Lebesgue measure of $\{ u \ge \epsilon\}$

Question

Let $$u(x) := \sum_{n=1}^\infty \frac{1}{n^2(n+1)} 1_{(n,2n]}(x),$$ and show that for any $\epsilon > 0$, $\lambda(\{x \ | \ u(x) \ge \epsilon \}) \le 1/\epsilon$.

Any suggestions?

Answer 1

Assuming that $x$ is positive and large, $$ u(x) = \sum_{\substack{n\geq\frac{x}{2}\\ n<x}}\frac{1}{n^2(n+1)}\approx \int_{x/2}^{x}\frac{dz}{z^2(z+1)}=\frac{1}{x}+\log(1+x)-\log(2+x)\approx\frac{3}{2x^2}. $$ Moreover, $u(x)$ is non-negative and Lebesgue integrable over $\mathbb{R}^+$. Since: $$ \int_{0}^{+\infty}u(x)\,dx = \sum_{n\geq 1}\frac{1}{n(n+1)} = \sum_{n\geq 1}\left(\frac{1}{n}-\frac{1}{n+1}\right)= 1 $$ your bound follows from Markov's inequality.
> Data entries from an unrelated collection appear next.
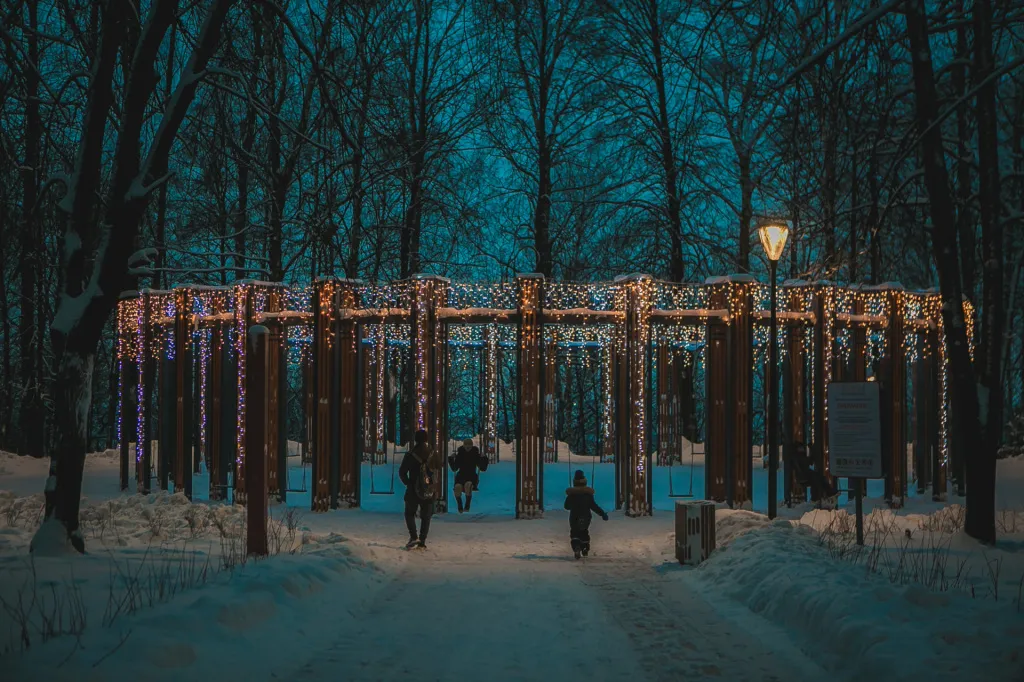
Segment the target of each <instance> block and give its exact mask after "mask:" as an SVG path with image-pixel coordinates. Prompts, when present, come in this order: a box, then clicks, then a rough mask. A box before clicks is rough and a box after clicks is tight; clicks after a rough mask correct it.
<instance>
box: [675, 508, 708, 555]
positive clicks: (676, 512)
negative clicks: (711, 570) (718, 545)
mask: <svg viewBox="0 0 1024 682" xmlns="http://www.w3.org/2000/svg"><path fill="white" fill-rule="evenodd" d="M714 550H715V503H714V502H705V501H701V502H677V503H676V558H677V559H678V560H679V563H684V564H692V565H696V564H698V563H700V562H701V561H703V560H705V559H707V558H708V557H709V556H711V553H712V552H713V551H714Z"/></svg>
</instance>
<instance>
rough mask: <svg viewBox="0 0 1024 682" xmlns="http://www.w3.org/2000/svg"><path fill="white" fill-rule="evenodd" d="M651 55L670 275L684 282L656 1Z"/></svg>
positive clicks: (674, 149)
mask: <svg viewBox="0 0 1024 682" xmlns="http://www.w3.org/2000/svg"><path fill="white" fill-rule="evenodd" d="M648 20H649V22H650V41H651V55H652V56H653V58H654V86H655V88H656V89H657V132H658V137H659V138H660V139H659V141H660V148H662V167H663V168H664V170H665V196H666V200H667V203H668V206H667V211H668V218H669V240H670V244H671V249H672V251H671V253H670V254H669V255H670V263H669V273H670V274H669V276H670V278H671V279H672V281H673V282H682V281H683V278H684V275H685V268H684V266H683V225H682V219H681V217H680V205H681V201H680V198H679V170H678V168H677V166H676V151H675V148H674V145H673V143H672V120H671V119H670V118H669V97H668V94H667V93H666V88H665V63H664V57H663V54H662V32H660V23H659V20H658V16H657V3H651V7H650V15H649V16H648Z"/></svg>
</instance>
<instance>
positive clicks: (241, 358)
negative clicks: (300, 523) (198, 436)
mask: <svg viewBox="0 0 1024 682" xmlns="http://www.w3.org/2000/svg"><path fill="white" fill-rule="evenodd" d="M232 296H233V299H234V310H233V312H234V319H233V323H232V324H233V326H234V350H236V370H237V376H236V411H237V414H238V421H237V424H236V449H237V454H236V458H234V462H236V463H234V494H233V497H232V500H233V502H234V504H239V505H244V504H246V498H247V495H248V488H247V485H248V477H247V476H246V457H247V453H248V443H249V439H248V437H247V432H248V428H249V411H248V391H249V385H248V382H247V375H248V371H249V350H250V345H249V339H248V335H249V328H250V327H252V326H253V324H254V323H255V319H254V318H255V315H256V313H257V312H260V311H262V309H263V306H264V305H265V296H266V292H265V290H263V289H262V288H261V287H260V283H256V282H253V281H250V280H240V281H239V282H238V283H236V285H234V287H233V290H232Z"/></svg>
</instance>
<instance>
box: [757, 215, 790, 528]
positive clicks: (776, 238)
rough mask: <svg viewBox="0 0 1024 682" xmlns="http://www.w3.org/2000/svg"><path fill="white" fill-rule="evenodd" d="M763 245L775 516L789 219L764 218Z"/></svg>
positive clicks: (759, 233) (769, 465)
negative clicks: (780, 288) (767, 257)
mask: <svg viewBox="0 0 1024 682" xmlns="http://www.w3.org/2000/svg"><path fill="white" fill-rule="evenodd" d="M758 235H759V236H760V237H761V246H762V247H764V250H765V255H766V256H768V271H769V273H770V281H771V287H770V289H771V340H770V341H769V342H768V518H775V515H776V511H777V507H778V343H777V338H778V313H777V307H778V303H777V300H776V295H775V270H776V268H777V267H778V259H779V258H780V257H781V256H782V250H783V249H785V240H786V239H787V238H788V237H790V222H788V221H787V220H775V219H765V220H762V221H761V224H760V225H759V226H758Z"/></svg>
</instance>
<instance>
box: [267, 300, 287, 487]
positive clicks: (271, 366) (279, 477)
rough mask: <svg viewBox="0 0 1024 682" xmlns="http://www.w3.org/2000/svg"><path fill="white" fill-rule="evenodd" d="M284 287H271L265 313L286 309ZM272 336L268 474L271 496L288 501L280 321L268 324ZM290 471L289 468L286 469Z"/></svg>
mask: <svg viewBox="0 0 1024 682" xmlns="http://www.w3.org/2000/svg"><path fill="white" fill-rule="evenodd" d="M284 293H285V292H284V289H282V288H280V287H272V288H269V287H268V288H267V290H266V294H265V296H266V299H265V300H266V304H265V307H264V308H263V311H264V312H280V311H281V310H282V309H284V301H283V300H282V299H283V298H284ZM266 327H267V329H268V330H269V332H270V337H269V338H268V339H267V345H268V350H267V366H266V372H267V411H266V456H267V463H266V475H267V486H268V494H269V496H270V499H271V500H272V501H273V502H275V503H281V502H284V501H285V492H284V491H285V488H287V487H288V481H287V479H285V478H284V477H283V476H282V465H285V466H286V467H287V457H286V458H285V461H284V462H283V461H282V456H281V455H282V446H283V445H284V447H285V452H286V453H287V446H288V445H287V442H285V443H283V442H281V431H282V429H281V427H282V424H281V415H282V411H281V407H282V406H281V400H282V399H284V397H285V396H284V395H282V392H281V375H282V372H283V371H286V368H284V367H282V364H281V353H282V350H283V348H284V347H285V328H284V326H283V325H282V324H280V323H274V324H272V325H267V326H266ZM286 471H287V469H286Z"/></svg>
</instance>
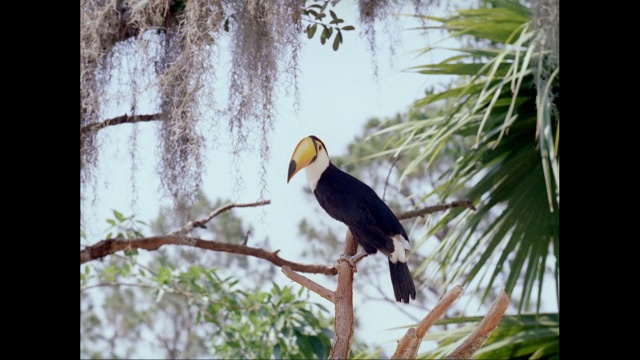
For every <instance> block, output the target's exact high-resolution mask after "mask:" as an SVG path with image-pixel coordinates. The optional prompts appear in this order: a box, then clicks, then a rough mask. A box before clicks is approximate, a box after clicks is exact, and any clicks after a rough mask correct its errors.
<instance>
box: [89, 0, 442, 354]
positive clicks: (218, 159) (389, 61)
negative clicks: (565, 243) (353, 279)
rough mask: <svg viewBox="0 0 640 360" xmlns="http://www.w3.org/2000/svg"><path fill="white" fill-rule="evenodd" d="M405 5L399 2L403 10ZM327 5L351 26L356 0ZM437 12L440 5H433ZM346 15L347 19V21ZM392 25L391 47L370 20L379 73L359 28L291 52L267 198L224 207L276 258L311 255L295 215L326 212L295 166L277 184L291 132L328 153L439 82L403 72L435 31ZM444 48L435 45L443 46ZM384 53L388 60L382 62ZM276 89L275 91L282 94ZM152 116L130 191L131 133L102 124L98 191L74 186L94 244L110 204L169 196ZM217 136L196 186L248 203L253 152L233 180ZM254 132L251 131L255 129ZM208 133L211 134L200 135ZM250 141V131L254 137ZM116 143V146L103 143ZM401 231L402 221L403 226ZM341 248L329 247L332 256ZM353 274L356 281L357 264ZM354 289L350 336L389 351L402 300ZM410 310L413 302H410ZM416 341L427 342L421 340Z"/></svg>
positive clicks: (140, 154)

We may also compute:

$$ \|u\|_{L^2(\mathbb{R}^+)}^2=\sum_{n\geq 1}\frac{1}{n^3(n+1)^2}+2\sum_{n=1}^{+\infty}\sum_{\substack{m<n\\ m\geq\frac{n}{2}}}\frac{2m-n}{n^2 m^2(n+1)(m+1)}$$ and get a slightly better bound from Chebyshev's inequality.